Duncan believes that students, parents, and teachers need to be heard, which is one of the main objectives of #BackToSchoolSolutions. He’s personally spent time speaking with school superintendents who are also taking on public health officials’ roles by getting testing and contact tracing off the ground in their districts.

“When things aren’t working, let’s try to fix it as quick as we can, but we have to really give an honest voice to those who are living this every single day. I think that’s really the goal of this effort. This movement is to share those stories, to learn valuable lessons together, to replicate what’s working.
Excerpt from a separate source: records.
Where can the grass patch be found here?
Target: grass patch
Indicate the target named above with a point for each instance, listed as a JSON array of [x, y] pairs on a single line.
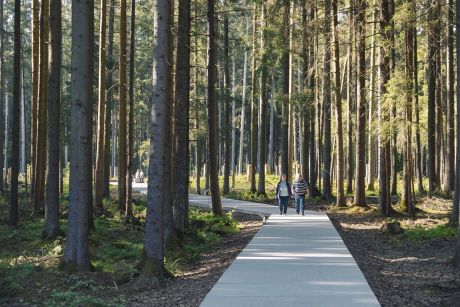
[[419, 233]]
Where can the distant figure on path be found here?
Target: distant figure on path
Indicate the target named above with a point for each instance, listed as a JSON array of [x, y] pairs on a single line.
[[141, 176], [299, 188], [283, 192]]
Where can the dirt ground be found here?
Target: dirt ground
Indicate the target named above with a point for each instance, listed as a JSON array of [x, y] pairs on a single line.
[[403, 272], [190, 288]]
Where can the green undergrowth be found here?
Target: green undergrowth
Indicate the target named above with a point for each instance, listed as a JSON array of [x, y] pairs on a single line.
[[206, 232], [420, 233], [30, 266]]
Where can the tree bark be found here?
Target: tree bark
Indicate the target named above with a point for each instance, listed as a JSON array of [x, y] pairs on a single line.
[[153, 254], [454, 218], [243, 108], [360, 172], [2, 91], [76, 255], [14, 212], [226, 117], [182, 117], [122, 163], [384, 135], [431, 76], [130, 162], [54, 110], [263, 100], [108, 103], [213, 133], [340, 201], [100, 150], [450, 152], [253, 143], [326, 175], [285, 92]]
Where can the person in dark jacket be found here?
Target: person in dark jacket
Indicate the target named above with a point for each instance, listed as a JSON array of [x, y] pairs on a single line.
[[299, 189], [283, 193]]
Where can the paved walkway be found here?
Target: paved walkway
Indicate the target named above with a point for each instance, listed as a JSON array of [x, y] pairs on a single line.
[[292, 261]]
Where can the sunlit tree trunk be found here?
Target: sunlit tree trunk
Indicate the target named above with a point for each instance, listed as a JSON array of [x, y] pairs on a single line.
[[153, 253], [340, 201], [130, 156], [253, 143], [213, 134], [122, 110], [100, 150], [109, 128], [360, 197], [76, 254], [263, 100], [226, 117], [182, 114], [54, 110], [13, 201]]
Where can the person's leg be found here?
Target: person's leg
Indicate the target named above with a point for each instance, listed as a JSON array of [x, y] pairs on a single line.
[[285, 204], [302, 203]]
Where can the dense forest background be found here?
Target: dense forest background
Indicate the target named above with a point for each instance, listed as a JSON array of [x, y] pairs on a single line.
[[221, 98]]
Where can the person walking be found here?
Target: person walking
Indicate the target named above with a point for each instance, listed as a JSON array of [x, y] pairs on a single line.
[[283, 193], [299, 189]]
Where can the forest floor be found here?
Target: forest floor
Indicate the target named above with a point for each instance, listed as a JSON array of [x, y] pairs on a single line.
[[412, 268], [30, 273]]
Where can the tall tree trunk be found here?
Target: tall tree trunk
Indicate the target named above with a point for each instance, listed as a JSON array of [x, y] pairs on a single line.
[[100, 149], [454, 217], [213, 133], [122, 110], [406, 199], [305, 114], [130, 162], [371, 111], [54, 111], [109, 102], [226, 117], [76, 254], [263, 100], [233, 122], [285, 34], [153, 254], [431, 76], [182, 116], [2, 91], [384, 135], [253, 143], [417, 119], [450, 156], [243, 108], [327, 190], [40, 164], [338, 104], [312, 88], [350, 96], [14, 212], [360, 196], [35, 85]]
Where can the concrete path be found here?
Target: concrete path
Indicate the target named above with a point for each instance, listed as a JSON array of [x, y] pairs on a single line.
[[292, 261]]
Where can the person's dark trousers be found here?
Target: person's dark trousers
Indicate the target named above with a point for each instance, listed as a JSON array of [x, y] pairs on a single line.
[[299, 203], [283, 204]]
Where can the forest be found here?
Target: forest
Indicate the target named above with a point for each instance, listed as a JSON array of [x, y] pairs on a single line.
[[221, 98]]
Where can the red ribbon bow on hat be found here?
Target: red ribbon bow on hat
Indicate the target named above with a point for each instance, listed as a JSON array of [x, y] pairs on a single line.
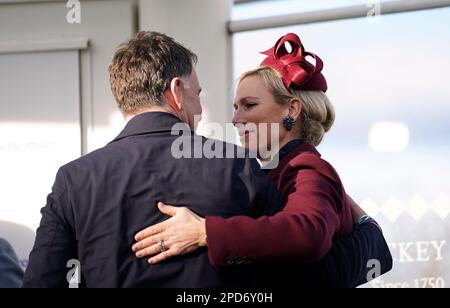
[[295, 70]]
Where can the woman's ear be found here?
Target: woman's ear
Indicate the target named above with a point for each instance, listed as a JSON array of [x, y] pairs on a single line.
[[295, 108], [176, 97]]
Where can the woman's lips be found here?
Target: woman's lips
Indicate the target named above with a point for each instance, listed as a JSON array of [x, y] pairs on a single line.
[[244, 133]]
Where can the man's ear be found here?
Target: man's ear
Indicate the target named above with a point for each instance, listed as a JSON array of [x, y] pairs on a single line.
[[295, 108], [176, 97]]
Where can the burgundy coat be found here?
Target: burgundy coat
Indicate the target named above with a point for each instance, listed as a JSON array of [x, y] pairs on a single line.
[[315, 213]]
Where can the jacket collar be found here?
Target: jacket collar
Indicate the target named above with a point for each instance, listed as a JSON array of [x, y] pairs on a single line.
[[150, 122]]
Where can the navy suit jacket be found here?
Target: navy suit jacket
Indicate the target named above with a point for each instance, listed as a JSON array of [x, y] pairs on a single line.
[[11, 274], [100, 201]]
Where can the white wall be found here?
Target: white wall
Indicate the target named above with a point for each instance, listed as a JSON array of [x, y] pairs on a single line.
[[55, 101]]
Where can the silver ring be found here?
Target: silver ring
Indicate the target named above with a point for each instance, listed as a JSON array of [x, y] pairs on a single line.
[[162, 246]]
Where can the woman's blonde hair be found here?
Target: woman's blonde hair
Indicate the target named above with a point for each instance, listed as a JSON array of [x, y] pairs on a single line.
[[317, 116]]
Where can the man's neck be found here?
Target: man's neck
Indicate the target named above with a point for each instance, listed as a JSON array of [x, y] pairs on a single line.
[[130, 116]]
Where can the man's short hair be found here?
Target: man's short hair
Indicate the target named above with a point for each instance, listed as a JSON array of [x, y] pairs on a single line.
[[143, 67]]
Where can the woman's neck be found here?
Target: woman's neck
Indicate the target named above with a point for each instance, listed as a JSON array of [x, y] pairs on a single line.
[[275, 149]]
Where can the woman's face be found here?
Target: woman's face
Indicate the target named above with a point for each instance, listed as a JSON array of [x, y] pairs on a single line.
[[255, 109]]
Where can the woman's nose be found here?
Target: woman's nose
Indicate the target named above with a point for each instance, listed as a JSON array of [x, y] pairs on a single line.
[[237, 118]]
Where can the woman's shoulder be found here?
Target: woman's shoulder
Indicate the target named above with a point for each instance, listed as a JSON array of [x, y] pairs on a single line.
[[307, 158]]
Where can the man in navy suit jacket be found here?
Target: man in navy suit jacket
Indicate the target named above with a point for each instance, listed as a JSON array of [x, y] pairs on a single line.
[[11, 273], [100, 201]]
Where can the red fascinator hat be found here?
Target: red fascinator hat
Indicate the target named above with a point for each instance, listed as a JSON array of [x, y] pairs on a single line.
[[295, 70]]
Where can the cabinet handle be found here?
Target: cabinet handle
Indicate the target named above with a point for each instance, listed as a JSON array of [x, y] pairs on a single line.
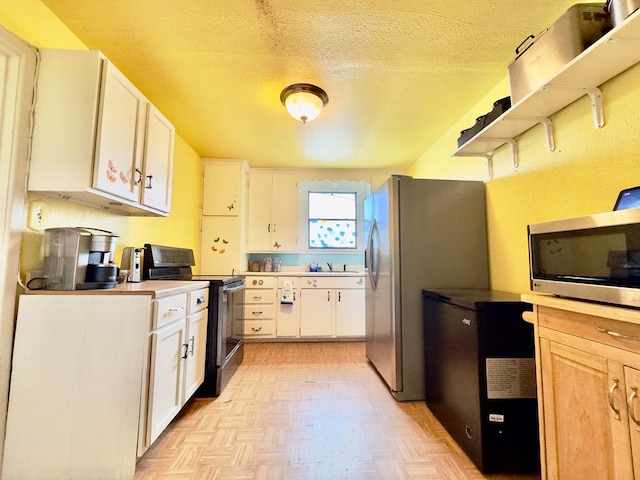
[[612, 390], [613, 333], [632, 396]]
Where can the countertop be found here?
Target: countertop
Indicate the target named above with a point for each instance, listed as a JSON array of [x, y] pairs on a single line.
[[324, 273], [154, 288]]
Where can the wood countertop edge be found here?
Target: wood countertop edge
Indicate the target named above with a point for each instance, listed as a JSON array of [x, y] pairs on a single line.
[[154, 288]]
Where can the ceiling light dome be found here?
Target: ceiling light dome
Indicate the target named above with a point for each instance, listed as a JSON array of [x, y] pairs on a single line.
[[304, 101]]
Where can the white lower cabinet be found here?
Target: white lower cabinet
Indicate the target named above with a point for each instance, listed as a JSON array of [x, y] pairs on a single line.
[[177, 346], [288, 307], [76, 386], [332, 306], [257, 317]]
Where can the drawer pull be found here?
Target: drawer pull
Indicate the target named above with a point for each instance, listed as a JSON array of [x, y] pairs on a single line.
[[632, 396], [612, 391], [613, 333]]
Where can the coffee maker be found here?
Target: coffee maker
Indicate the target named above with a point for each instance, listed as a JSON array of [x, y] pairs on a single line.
[[79, 258]]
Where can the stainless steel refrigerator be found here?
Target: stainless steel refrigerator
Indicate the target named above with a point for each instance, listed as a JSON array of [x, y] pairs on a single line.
[[421, 234]]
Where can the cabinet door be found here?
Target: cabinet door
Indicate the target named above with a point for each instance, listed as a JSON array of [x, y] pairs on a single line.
[[585, 417], [316, 312], [166, 377], [284, 213], [260, 192], [632, 380], [221, 190], [350, 313], [196, 341], [158, 161], [220, 245], [118, 144]]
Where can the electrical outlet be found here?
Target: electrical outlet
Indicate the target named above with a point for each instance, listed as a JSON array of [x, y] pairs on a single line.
[[37, 214]]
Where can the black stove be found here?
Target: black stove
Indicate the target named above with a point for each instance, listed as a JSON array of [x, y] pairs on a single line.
[[225, 346]]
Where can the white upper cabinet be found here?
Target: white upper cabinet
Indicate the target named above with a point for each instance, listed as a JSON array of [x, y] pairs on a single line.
[[97, 140]]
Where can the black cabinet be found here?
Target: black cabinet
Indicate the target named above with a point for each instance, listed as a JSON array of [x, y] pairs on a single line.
[[480, 376]]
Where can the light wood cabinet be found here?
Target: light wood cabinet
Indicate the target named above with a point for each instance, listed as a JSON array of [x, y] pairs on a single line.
[[588, 368], [273, 212], [97, 140], [223, 228]]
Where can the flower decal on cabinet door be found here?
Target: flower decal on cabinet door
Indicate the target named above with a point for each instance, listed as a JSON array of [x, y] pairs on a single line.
[[215, 247]]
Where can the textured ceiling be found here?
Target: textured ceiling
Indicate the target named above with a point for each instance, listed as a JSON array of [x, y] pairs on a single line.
[[399, 73]]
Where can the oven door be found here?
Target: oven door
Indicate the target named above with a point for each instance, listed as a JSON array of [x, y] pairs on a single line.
[[230, 328]]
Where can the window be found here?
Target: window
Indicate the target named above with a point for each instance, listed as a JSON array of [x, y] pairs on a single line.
[[332, 220], [330, 215]]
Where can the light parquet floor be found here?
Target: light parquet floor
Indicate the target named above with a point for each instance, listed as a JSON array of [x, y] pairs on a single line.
[[307, 411]]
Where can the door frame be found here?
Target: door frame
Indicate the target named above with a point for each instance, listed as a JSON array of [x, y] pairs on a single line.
[[18, 70]]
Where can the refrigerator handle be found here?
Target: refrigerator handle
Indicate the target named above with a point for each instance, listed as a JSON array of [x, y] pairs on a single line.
[[373, 275]]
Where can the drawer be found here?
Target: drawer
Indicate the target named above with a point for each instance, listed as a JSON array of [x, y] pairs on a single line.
[[260, 282], [169, 309], [615, 333], [198, 300], [257, 328], [295, 281], [255, 312], [259, 296]]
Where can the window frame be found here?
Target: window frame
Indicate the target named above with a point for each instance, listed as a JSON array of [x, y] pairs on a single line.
[[361, 190]]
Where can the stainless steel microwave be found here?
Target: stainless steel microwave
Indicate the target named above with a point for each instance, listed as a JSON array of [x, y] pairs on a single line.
[[592, 258]]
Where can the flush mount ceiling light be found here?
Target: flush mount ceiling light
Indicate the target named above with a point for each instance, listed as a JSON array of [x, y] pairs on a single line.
[[304, 101]]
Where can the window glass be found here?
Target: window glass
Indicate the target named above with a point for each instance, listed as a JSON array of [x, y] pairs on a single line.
[[332, 220]]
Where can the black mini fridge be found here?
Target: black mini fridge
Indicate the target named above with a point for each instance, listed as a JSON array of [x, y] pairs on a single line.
[[480, 376]]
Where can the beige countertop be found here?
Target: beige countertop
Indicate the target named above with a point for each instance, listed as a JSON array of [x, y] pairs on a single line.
[[324, 273], [154, 288]]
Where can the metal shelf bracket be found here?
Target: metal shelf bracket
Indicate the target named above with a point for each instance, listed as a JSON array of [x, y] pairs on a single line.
[[514, 150], [489, 157], [595, 94]]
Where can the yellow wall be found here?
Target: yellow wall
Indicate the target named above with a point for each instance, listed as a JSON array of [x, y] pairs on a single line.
[[34, 22], [582, 176]]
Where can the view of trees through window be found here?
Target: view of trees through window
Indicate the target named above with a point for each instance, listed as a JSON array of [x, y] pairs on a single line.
[[332, 220]]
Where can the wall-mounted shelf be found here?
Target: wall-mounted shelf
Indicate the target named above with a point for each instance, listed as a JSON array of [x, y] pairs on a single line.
[[612, 54]]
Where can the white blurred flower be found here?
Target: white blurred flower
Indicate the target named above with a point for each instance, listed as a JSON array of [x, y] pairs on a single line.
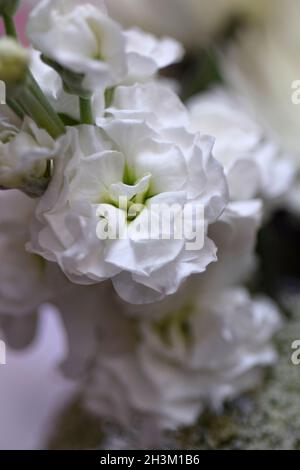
[[24, 153], [146, 55], [262, 66], [25, 278], [80, 38], [254, 164], [193, 22], [203, 353], [83, 39], [149, 166], [32, 389]]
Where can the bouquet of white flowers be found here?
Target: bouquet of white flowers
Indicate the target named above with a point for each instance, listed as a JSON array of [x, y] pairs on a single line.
[[118, 207]]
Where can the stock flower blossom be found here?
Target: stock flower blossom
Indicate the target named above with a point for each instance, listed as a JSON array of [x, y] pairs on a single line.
[[204, 353], [262, 68], [253, 162], [193, 22], [148, 167]]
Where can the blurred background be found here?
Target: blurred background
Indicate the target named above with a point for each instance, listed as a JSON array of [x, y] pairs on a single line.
[[253, 49]]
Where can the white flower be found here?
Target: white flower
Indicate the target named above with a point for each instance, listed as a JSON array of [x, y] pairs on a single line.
[[24, 153], [262, 67], [254, 165], [24, 277], [193, 22], [147, 166], [204, 353], [146, 55], [52, 86], [80, 38]]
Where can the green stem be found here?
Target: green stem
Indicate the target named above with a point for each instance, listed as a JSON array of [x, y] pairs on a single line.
[[10, 27], [40, 104], [15, 107], [86, 113]]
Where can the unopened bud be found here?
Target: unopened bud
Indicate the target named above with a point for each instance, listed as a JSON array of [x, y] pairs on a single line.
[[9, 7], [14, 61]]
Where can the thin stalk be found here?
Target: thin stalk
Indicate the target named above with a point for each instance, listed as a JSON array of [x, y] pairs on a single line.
[[15, 108], [86, 113]]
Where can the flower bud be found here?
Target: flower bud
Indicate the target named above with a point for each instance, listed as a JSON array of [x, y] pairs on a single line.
[[9, 7], [14, 60]]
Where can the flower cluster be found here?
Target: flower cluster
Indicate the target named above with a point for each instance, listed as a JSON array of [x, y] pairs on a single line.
[[93, 139]]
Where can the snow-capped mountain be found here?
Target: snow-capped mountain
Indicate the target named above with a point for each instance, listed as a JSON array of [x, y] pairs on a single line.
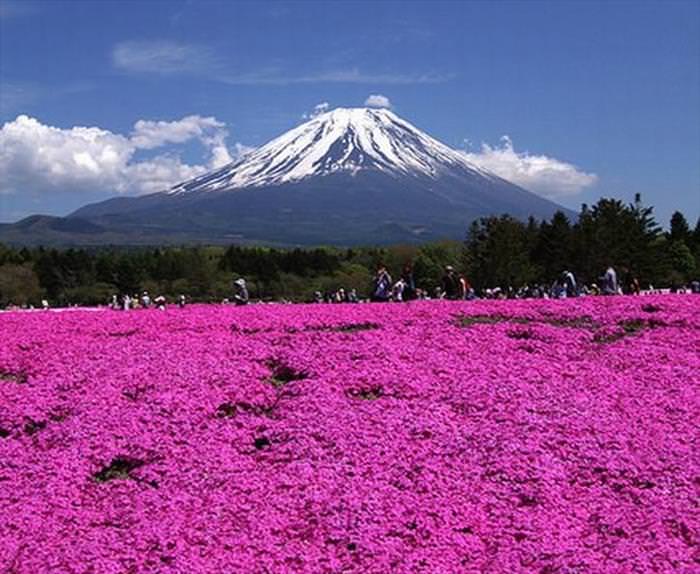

And then when things aren’t working, try to solve it together.”

When asked about President Trump’s and Education Secretary Betsy DeVos’s handing of the pandemic and back-to-school efforts, Duncan questioned not only their leadership skills but also their morality.

“The dishonesty, the misinformation, the coverup by Trump, I mean, I don’t have any way to put it. It’s caused people to die. It’s just stunning. It’s unimaginable, and it’s just such a dark time; this has become a man-made catastrophe … I don’t know how they sleep at night. That’s all I can say. I truly don’t know how they sleep at night.”